Thousands of trains were cancelled and commuters and businesses bore the brunt of the strikes. But, somehow, public support for the strikes has not collapsed as many predicted. Lynch, an outspoken and unceremonious leader, has said more strikes could be on the way if demands aren’t met.
Those at the Royal College of Nursing (RCN) are keeping an eye on Lynch. They’re looking at the negotiations for proof that strikes, after all, still work.
In 1979, there were more than 13 million trade union members – 53 per cent of the workforce. In 2020, there was less than half of that with 6 million members – a mere 23.7 per cent of the workers. Of those, 75 per cent were over the age of 35. The role of the unions in the modern era is under threat and, for some, they are leading a strike against irrelevance as much as they are striking against pay. They are striking to remind people they still hold sway.
The lack of support from Labour leader Sir Keir Starmer is evidence of the waning power of workers groups, even though a handful of MPs turn up to picket lines.“It wouldn’t be the first time that the Labour Party leadership has effectively boycotted picket lines in order to appear ‘neutral’”, says Ben Sellers, Director of the Institute of Employment Rights.

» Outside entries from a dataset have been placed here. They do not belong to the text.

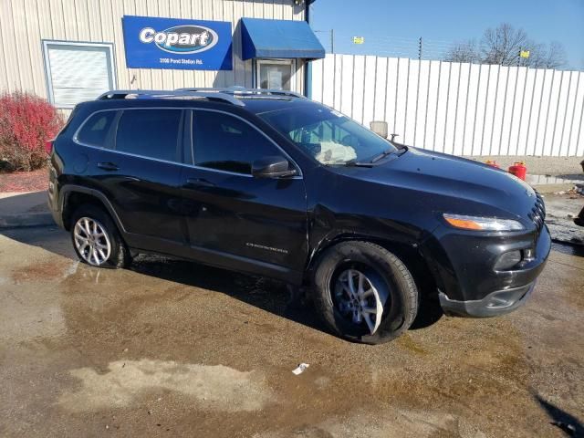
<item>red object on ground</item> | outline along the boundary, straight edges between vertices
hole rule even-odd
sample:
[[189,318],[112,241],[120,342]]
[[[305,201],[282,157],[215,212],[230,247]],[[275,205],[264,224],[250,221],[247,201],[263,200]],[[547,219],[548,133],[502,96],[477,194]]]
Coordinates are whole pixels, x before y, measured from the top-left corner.
[[499,164],[495,160],[487,160],[486,162],[485,162],[485,164],[488,164],[489,166],[493,166],[493,167],[496,167],[497,169],[500,169]]
[[53,141],[47,140],[45,141],[45,151],[47,151],[47,155],[50,155],[53,151]]
[[0,192],[37,192],[48,189],[47,169],[0,173]]
[[523,162],[516,162],[512,166],[509,166],[509,173],[514,174],[517,178],[526,181],[526,174],[527,173],[527,168]]

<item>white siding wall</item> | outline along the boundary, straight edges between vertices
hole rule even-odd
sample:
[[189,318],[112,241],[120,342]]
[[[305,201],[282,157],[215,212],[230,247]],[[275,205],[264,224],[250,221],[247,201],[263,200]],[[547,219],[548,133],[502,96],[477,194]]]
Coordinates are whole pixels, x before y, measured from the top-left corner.
[[[47,98],[42,39],[113,43],[118,89],[252,87],[253,62],[240,57],[239,32],[234,35],[231,71],[127,68],[124,15],[230,21],[235,32],[242,16],[303,20],[304,6],[291,0],[0,0],[1,36],[11,42],[0,45],[0,91],[21,89]],[[304,66],[297,68],[301,91]]]
[[327,55],[312,99],[457,155],[584,155],[584,72]]

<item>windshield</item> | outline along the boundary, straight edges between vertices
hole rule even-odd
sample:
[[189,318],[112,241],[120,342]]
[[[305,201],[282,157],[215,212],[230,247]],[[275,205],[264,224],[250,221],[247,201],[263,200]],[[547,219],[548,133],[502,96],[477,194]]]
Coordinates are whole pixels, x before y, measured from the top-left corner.
[[323,164],[370,162],[397,151],[387,140],[326,107],[287,109],[259,116]]

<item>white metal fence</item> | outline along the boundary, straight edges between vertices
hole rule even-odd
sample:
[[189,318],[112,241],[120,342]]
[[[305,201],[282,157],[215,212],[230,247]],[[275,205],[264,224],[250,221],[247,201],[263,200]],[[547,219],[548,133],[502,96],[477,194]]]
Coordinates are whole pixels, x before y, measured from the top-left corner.
[[582,71],[329,54],[312,99],[433,151],[584,155]]

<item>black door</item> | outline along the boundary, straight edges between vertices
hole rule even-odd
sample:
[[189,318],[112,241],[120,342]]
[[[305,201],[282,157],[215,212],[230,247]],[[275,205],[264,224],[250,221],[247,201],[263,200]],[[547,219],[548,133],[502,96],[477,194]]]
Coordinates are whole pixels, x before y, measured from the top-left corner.
[[253,177],[255,160],[288,157],[243,119],[197,110],[191,123],[194,165],[183,168],[182,183],[193,254],[233,269],[297,276],[308,253],[302,176]]
[[114,206],[130,246],[173,254],[186,243],[177,205],[183,111],[120,111],[112,149],[92,160],[99,186]]

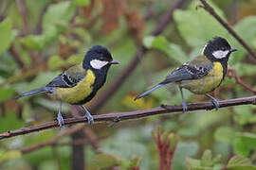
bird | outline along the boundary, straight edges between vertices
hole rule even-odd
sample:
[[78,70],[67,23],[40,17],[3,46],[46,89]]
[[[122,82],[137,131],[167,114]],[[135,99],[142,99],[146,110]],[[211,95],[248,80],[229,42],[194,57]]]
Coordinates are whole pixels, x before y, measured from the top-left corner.
[[86,52],[82,63],[64,71],[45,87],[21,94],[15,99],[40,93],[51,94],[60,100],[57,116],[60,127],[64,125],[63,102],[82,106],[85,111],[84,116],[91,125],[94,123],[94,119],[83,105],[90,101],[103,86],[110,66],[119,63],[118,60],[113,60],[106,47],[94,45]]
[[218,88],[224,80],[228,70],[228,60],[234,51],[237,51],[237,48],[231,47],[226,39],[214,37],[206,43],[198,57],[172,71],[159,84],[139,94],[135,100],[170,83],[174,83],[178,86],[181,94],[183,112],[188,110],[183,88],[195,94],[206,95],[218,110],[220,106],[218,100],[210,95],[209,93]]

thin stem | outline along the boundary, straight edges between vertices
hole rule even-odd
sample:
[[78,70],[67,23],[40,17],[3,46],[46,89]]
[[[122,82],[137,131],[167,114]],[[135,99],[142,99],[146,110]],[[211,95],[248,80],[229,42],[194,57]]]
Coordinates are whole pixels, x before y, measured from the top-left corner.
[[[231,106],[238,105],[256,105],[256,95],[244,97],[244,98],[235,98],[229,100],[222,100],[219,101],[219,108],[227,108]],[[206,103],[192,103],[188,104],[188,111],[198,110],[212,110],[214,109],[214,105],[211,102]],[[161,105],[161,107],[150,109],[150,110],[142,110],[137,111],[127,111],[120,113],[107,113],[101,115],[94,115],[95,124],[97,123],[105,123],[105,122],[120,122],[127,120],[137,120],[144,117],[149,117],[153,115],[162,115],[166,113],[182,113],[182,105]],[[87,120],[84,117],[80,118],[68,118],[64,119],[64,125],[73,125],[78,123],[87,123]],[[35,131],[40,131],[44,129],[58,128],[58,122],[49,122],[39,126],[32,126],[27,128],[23,128],[17,130],[9,130],[7,132],[0,134],[0,140],[10,138],[14,136],[24,135]],[[54,140],[56,141],[56,140]]]

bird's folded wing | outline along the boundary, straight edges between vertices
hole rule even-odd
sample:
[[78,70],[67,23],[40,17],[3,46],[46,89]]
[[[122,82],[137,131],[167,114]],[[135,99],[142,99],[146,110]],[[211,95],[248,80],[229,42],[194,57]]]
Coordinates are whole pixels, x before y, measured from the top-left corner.
[[81,64],[75,65],[53,78],[46,86],[71,88],[76,86],[85,75],[86,70],[84,70]]
[[199,58],[199,61],[197,63],[195,63],[194,60],[192,60],[191,62],[186,62],[174,70],[160,84],[178,82],[189,79],[198,79],[208,75],[211,69],[211,62],[209,62],[208,60],[202,61]]

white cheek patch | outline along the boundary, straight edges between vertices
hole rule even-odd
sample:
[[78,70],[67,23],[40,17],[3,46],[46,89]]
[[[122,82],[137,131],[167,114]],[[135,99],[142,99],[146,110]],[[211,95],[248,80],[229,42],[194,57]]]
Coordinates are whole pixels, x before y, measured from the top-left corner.
[[212,53],[212,55],[216,58],[216,59],[223,59],[226,58],[227,55],[229,54],[229,50],[226,51],[222,51],[222,50],[218,50],[218,51],[214,51]]
[[101,69],[103,66],[105,66],[106,64],[108,64],[108,61],[105,60],[93,60],[90,61],[91,66],[94,69]]

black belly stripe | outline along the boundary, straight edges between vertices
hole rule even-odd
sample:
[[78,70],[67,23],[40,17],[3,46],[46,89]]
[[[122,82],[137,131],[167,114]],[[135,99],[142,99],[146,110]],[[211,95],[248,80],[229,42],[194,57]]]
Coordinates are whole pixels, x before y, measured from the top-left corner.
[[69,80],[69,78],[67,77],[66,75],[63,74],[62,76],[63,76],[64,82],[68,87],[74,86],[74,83],[71,82],[71,81]]

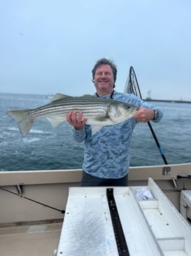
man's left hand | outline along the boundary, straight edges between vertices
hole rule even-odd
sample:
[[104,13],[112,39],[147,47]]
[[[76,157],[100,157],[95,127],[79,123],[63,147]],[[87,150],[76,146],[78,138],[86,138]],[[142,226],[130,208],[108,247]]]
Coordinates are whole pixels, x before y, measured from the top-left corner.
[[142,107],[140,108],[133,116],[133,118],[141,122],[147,122],[153,120],[154,117],[155,111],[153,109]]

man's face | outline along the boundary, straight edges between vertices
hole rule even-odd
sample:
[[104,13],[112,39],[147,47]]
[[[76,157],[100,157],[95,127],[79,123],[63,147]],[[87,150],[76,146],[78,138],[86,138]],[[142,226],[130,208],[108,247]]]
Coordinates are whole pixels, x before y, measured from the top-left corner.
[[101,65],[96,68],[94,76],[94,84],[98,94],[109,94],[112,93],[114,78],[113,70],[109,65]]

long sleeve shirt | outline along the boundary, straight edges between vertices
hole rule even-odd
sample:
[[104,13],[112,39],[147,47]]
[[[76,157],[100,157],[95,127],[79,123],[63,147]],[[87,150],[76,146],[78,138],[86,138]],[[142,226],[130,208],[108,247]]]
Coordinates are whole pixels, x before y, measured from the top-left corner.
[[[101,96],[110,99],[110,95]],[[113,99],[138,107],[157,111],[158,116],[153,122],[159,122],[163,117],[162,111],[141,100],[134,94],[114,91]],[[95,134],[91,125],[85,125],[83,130],[73,129],[77,142],[84,141],[84,154],[82,168],[93,177],[104,179],[119,179],[129,170],[130,143],[133,129],[138,122],[130,118],[113,125],[103,126]]]

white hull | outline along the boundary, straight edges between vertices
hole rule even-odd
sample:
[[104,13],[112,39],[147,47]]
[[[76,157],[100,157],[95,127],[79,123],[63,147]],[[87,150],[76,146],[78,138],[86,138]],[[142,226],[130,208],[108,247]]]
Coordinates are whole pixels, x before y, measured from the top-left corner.
[[[191,163],[132,167],[129,186],[147,186],[152,177],[180,211],[181,191],[191,190],[189,175]],[[53,255],[68,188],[79,186],[81,177],[81,170],[0,172],[0,255]]]

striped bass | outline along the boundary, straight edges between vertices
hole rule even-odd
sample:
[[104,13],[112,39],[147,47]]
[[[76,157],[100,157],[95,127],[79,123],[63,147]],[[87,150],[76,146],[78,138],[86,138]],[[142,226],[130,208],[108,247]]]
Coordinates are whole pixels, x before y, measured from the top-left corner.
[[67,114],[76,110],[83,112],[87,124],[92,125],[93,133],[102,126],[111,125],[131,118],[138,107],[115,99],[92,95],[71,96],[57,93],[53,100],[39,108],[13,110],[7,114],[17,122],[22,137],[26,136],[36,119],[47,118],[54,127],[66,121]]

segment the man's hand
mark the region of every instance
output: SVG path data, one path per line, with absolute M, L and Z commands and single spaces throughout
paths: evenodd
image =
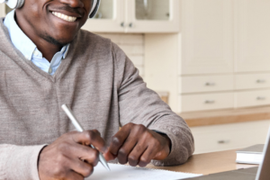
M 83 180 L 98 163 L 99 151 L 104 152 L 105 142 L 97 130 L 68 132 L 42 149 L 39 158 L 40 180 Z
M 120 164 L 146 166 L 152 159 L 163 160 L 170 152 L 171 141 L 147 129 L 143 125 L 129 123 L 113 137 L 108 151 L 107 160 L 118 158 Z

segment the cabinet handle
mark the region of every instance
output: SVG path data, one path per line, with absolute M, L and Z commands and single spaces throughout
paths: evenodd
M 205 83 L 205 86 L 215 86 L 216 84 L 215 83 L 213 83 L 213 82 L 206 82 Z
M 219 144 L 225 144 L 225 143 L 229 143 L 230 140 L 219 140 L 218 143 Z
M 258 83 L 258 84 L 266 83 L 266 80 L 265 79 L 257 79 L 256 82 Z
M 215 103 L 214 100 L 206 100 L 206 101 L 204 102 L 204 104 L 214 104 L 214 103 Z
M 264 97 L 264 96 L 257 96 L 256 97 L 256 100 L 260 101 L 260 100 L 266 100 L 266 97 Z

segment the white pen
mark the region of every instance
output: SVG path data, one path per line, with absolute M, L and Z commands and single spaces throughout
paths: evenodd
M 75 128 L 76 129 L 76 130 L 79 131 L 79 132 L 84 131 L 83 127 L 80 125 L 80 123 L 75 118 L 74 114 L 72 113 L 72 111 L 66 104 L 63 104 L 61 107 L 64 110 L 64 112 L 67 113 L 67 115 L 68 116 L 68 118 L 70 119 L 71 122 L 73 123 L 73 125 L 75 126 Z M 91 148 L 95 148 L 92 144 L 91 144 Z M 104 158 L 104 155 L 101 152 L 99 152 L 99 161 L 103 164 L 103 166 L 108 171 L 111 171 L 111 169 L 109 167 L 109 165 L 107 164 L 106 159 Z

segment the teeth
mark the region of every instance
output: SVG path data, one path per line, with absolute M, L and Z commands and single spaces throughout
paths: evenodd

The decision over whether to increase the NHS pay award is eleven weeks late, infuriating the RCN, who earlier this year launched a campaign to pay nurses 5 per cent above inflation. That would put pay rises in double digits. They, like other unions, emboldened by the coverage of the rail strikes, stand ready to call for a ballot.
From their desks and classrooms, teachers are watching too. “The government wrongly assumed teachers would simply stand by as they erode pay and strip our education system to the bone”, said Dr Patrick Roach, the NASUWT General Secretary. He’s ready to ask members of its union whether they’re ready to take industrial action. The National Education Union is also looking for double figures. For them, it’s a 12 per cent salary bump or a ballot of members in November.
Criminal barristers will strike next week, and the Communication Workers’ Union has said they will ballot Royal Mail staff over industrial action. Even the union behind Uber drivers and other couriers has piled in.
Transport Secretary Grant Shapps has managed to extrapolate himself from negotiations between RMT and Network Rail. But what will Health Secretary Sajid Javid say when the NHS faces even longer waitlists if nurses walk out on their posts?
The UK has not been plagued by widespread industrial action of this kind in decades. Universities are used to occasional disruption from striking academics, there have been sporadic tube strikes. But nothing on this scale.
“We’re not used to highly disruptive strikes anymore, they’re relatively uncommon”, says Alex Bryson, Professor of Quantitative Social Science at UCL. Bryson points to France, a country with a syndicalist history where people are very accustomed to invasive strikes. In the UK, on the other hand, when people talk about strikes, they mostly refer to the 1970s and 1980s. We might mention the junior doctors and nurses’ strikes of recent years, but they don’t amount to the level of disruption we talk about when we say “the 70s”.